Es folgten Jahre in ganz anderen Bereichen: als Masseurin in einem Pflegeheim, als Klassenassistentin oder in der Kinderbetreuung. Tätigkeiten, die zwar mit Menschen zu tun hatten, was ihrem Naturell entspricht. Dennoch habe sie sich in diesen Berufen nie wirklich «zuhause» gefühlt. Zudem keimte in ihr ein Wunsch langsam wieder auf. «In den Ferien habe ich in jeder Stadt jeden Blumenladen besucht und alles aufgesogen. Am liebsten hätte ich dann jeweils den Strauss gleich selbst gebunden.» Der Wunsch, wieder mit Blumen zu arbeiten, wuchs stetig.
Rückhalt der Familie war entscheidend
Ein entscheidender Faktor für den Neustart vor drei Jahren war der Rückhalt, den Ursi in ihrer Familie fand. Ehemann Björn stand von Anfang an hinter ihrer Idee, wieder als Floristin zu arbeiten, und Sohn Manuel (22) springt bis heute gelegentlich ein. Prägend war der Neustart auch für Tochter Noelle (24). Während ihres Studiums an der Pädagogischen Hochschule arbeitete sie im Geschäft mit und entdeckte dabei ihre eigene Begeisterung für Blumen. «Sie hat dermassen Freude an Blumen und an unserem Geschäft, dass sie ihr Studium abgebrochen und eine Ausbildung zur Floristin begonnen hat.»

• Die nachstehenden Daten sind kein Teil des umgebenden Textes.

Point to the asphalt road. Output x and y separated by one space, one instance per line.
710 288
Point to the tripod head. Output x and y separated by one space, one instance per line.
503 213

Und noch etwas hat sich seit ihrer Rückkehr zur Floristik verändert: der Geschmack der Kundschaft. «Ich glaube, mein eigener Stil trifft heute den Zeitgeist.» Und die neuen Räume verstärken dieses Gefühl. Hier können all die kleinen, schönen Dinge so wirken, wie sie gemeint sind. «Viele entdecken erst durch die Präsentation, wie vielfältig und schön unser Angebot ist.»
Letztlich begleiten uns Blumen durch das ganze Leben – von den ersten Glückwünschen zur Geburt bis zum letzten Abschied. Für Ursi Saladin liegt darin der tiefste Sinn ihrer Arbeit: Menschen in all diesen Momenten Freude, Trost oder Farbe zu schenken. Wer den Laden in der Luzerner Neustadt betritt, spürt diese Haltung – und findet hier vielleicht die Blume, Vase oder Kerze, die den eigenen Alltag etwas heller und bunter macht.